KEVIN SPACEY oczyszczony z zarzutów o molestowanie 18-latka
Sąd w Massachusetts oczyścił Kevina Spaceya z zarzutów o molestowanie seksualne, jakiego miał się dopuścić w roku 2016. Jego ofiarą rzekomo padł wtedy 18-latek, którego – według słów jego oraz jego matki, dziennikarki z Bostonu – Spacey upił, a następnie rozpiął mu rozporek i dotykał genitaliów chłopaka. Ten uciekł, kiedy Spacey wyszedł do łazienki.
Aktor od początku utrzymywał, że jest w tej sprawie niewinny. Punktem zwrotnym w sprawie okazał się brak dostępu do telefonu domniemanej ofiary, z wiadomościami, które mogłyby udowodnić, że oskarżenia wobec aktora są fałszywe. Prawnicy Spaceya zarzucili powodowi, że usunął je zanim zostały przekazane jako materiał dowodowy. Ostatecznie mężczyzna zrezygnował ze składania zeznań, które mogłyby obciążyć dwukrotnego zdobywcę Oscara. Wobec tego sąd wycofał zarzuty z powodu niedostępności powoda.

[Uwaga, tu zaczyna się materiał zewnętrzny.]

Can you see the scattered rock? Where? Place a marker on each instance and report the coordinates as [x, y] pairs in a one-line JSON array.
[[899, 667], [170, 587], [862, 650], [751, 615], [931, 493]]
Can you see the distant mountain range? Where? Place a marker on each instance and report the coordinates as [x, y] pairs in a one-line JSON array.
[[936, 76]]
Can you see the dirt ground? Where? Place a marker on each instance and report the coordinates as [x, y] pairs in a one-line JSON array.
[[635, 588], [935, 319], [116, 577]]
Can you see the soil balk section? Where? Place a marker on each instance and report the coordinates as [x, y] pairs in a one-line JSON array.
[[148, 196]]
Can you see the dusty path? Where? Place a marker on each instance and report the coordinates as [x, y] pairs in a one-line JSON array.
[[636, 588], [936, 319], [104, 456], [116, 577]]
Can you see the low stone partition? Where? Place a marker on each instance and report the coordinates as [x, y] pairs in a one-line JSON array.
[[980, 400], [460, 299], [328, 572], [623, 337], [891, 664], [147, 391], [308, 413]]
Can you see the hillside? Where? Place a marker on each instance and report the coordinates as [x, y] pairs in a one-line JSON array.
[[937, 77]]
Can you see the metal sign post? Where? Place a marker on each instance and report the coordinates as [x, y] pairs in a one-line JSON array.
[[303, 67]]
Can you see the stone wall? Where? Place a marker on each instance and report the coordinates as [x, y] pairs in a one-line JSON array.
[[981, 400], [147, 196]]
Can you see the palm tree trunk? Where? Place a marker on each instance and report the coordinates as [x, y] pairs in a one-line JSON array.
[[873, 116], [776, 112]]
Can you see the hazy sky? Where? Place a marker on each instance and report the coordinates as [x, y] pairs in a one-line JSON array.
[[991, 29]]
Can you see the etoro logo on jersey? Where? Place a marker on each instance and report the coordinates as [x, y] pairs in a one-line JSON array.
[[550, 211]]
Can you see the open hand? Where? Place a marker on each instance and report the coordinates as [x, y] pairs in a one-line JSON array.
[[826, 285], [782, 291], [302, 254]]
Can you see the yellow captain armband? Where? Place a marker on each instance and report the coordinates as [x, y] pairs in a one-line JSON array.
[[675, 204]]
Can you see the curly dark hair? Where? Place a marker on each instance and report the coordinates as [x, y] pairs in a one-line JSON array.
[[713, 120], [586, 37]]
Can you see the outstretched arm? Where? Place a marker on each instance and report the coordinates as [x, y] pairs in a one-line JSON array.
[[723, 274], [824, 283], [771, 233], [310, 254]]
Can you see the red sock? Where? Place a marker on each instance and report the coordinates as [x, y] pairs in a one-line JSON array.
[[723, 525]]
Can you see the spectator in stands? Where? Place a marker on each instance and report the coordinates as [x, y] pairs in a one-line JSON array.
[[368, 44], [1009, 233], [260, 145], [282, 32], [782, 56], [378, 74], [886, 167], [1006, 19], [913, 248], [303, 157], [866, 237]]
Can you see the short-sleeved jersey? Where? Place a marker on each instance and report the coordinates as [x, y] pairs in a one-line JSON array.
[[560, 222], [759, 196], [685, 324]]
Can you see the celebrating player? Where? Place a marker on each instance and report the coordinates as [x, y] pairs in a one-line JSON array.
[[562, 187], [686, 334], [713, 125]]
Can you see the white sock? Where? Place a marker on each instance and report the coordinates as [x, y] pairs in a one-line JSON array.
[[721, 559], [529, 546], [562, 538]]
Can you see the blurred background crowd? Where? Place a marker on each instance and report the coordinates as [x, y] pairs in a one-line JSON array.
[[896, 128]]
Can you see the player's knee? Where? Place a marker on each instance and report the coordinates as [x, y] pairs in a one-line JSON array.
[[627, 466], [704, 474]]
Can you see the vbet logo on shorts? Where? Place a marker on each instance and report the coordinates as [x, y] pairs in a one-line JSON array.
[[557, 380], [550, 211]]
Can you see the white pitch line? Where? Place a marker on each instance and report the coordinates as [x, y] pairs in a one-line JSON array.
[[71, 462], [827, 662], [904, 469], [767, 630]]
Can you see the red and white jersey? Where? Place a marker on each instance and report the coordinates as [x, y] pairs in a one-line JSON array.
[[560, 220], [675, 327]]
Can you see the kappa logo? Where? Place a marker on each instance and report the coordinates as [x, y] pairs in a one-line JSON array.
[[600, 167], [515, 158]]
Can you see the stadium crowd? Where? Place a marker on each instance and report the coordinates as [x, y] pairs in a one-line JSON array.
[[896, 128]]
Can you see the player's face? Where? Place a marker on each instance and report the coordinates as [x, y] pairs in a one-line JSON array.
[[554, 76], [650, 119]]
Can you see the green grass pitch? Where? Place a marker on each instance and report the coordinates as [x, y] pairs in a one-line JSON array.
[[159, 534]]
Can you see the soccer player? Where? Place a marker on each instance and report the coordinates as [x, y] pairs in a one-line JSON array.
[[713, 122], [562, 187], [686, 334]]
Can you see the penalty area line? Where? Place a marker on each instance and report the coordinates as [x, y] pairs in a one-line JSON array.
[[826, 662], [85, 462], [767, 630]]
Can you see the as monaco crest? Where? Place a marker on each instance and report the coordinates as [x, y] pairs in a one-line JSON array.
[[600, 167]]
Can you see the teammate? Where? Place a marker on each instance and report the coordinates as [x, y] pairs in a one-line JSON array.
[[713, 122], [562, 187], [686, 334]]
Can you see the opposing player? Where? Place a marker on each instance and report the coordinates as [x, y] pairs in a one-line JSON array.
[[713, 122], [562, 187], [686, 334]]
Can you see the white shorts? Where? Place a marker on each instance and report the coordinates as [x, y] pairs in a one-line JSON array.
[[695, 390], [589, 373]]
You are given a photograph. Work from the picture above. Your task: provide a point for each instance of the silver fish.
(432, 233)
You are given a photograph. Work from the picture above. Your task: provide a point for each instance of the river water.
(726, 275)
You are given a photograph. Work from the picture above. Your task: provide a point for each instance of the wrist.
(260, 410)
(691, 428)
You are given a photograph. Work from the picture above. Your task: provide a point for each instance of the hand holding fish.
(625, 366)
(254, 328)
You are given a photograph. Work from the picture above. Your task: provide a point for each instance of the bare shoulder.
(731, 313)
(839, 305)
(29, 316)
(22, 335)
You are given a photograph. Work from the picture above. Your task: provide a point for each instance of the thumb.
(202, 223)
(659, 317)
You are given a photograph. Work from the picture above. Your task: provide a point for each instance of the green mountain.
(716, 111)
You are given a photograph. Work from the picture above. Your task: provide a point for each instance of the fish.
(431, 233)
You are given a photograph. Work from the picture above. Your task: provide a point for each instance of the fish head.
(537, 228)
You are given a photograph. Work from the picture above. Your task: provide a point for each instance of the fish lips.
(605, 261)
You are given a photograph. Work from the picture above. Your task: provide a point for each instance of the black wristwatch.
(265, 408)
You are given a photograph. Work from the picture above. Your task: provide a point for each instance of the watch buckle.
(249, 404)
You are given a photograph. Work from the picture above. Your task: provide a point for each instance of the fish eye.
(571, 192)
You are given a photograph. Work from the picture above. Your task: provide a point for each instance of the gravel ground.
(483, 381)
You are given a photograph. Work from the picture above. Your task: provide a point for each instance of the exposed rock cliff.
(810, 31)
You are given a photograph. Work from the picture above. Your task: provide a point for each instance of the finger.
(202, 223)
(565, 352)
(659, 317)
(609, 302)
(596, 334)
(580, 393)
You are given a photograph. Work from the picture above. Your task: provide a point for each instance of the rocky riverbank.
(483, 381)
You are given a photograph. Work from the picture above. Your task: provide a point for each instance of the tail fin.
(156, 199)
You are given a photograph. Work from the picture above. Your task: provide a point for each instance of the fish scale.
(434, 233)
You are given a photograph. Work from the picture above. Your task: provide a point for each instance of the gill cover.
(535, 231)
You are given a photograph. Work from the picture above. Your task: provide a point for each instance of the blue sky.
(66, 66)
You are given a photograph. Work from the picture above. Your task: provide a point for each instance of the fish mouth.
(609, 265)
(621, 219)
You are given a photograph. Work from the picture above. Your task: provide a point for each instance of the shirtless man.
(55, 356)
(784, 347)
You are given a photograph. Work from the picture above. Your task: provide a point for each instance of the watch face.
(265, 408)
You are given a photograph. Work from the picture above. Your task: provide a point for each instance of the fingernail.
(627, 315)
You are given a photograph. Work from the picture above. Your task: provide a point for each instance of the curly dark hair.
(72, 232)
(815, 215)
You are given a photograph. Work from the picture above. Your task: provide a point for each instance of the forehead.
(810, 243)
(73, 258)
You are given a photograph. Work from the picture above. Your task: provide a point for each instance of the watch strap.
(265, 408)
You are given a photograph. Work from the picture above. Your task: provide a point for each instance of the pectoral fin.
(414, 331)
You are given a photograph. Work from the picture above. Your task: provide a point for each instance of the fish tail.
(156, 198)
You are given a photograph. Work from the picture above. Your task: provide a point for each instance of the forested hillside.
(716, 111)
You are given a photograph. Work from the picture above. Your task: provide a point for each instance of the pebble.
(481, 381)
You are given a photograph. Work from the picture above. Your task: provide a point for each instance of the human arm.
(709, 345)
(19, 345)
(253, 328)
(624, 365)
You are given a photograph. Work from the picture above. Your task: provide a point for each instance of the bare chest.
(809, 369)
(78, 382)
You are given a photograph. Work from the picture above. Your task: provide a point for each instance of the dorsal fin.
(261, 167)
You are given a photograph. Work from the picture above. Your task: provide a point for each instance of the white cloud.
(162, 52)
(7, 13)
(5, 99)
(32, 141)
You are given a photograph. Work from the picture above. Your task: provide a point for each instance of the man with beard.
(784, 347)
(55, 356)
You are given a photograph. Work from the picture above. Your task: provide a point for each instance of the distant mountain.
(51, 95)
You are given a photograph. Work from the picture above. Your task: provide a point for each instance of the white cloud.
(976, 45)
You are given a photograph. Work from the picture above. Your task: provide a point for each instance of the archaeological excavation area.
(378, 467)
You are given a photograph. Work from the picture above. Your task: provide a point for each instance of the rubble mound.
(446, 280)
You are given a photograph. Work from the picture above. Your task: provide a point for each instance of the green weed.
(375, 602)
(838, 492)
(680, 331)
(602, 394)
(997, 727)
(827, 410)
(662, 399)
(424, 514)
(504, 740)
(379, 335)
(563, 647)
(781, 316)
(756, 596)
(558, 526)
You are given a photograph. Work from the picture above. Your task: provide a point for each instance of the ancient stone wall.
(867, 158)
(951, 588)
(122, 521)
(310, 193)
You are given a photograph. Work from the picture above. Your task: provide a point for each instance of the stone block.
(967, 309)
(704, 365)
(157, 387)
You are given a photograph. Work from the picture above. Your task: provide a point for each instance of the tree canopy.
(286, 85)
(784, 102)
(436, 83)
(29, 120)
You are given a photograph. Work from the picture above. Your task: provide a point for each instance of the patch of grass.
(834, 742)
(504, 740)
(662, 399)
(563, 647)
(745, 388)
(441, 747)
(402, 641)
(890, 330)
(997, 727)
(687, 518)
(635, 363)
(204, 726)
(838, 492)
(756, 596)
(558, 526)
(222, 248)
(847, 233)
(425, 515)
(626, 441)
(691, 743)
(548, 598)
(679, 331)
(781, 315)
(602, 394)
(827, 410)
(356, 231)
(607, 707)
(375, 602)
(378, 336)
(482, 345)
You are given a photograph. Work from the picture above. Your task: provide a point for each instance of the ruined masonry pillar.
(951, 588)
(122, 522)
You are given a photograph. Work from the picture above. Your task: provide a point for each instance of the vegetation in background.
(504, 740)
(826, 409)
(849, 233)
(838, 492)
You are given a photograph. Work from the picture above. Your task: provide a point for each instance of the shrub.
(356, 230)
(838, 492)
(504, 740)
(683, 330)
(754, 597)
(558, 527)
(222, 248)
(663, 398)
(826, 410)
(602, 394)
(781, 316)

Prawnik rzekomej ofiary tak skomentował sytuację:
Mój klient i jego rodzina pokazali ogromną odwagę w trudnych okolicznościach. Nie mam nic więcej do powiedzenia.
Obrońca Spaceya jeszcze nie wypowiadał się w tej sprawie.
To nie koniec kłopotów aktora. Od jesieni 2017 roku wysunięto wobec niego ponad 30 zarzutów dotyczących napaści i napastowania seksualnego. Wśród oskarżycieli jest między innymi Anthony Rapp, wobec którego Spacey miał użyć przemocy w 1986 roku, gdy Rapp miał 14 lat.
W grudniu zeszłego roku aktor opublikował w sieci filmik, w którym stwierdził, że niektórzy wierzą we wszystko – nawet bez znajomości faktów.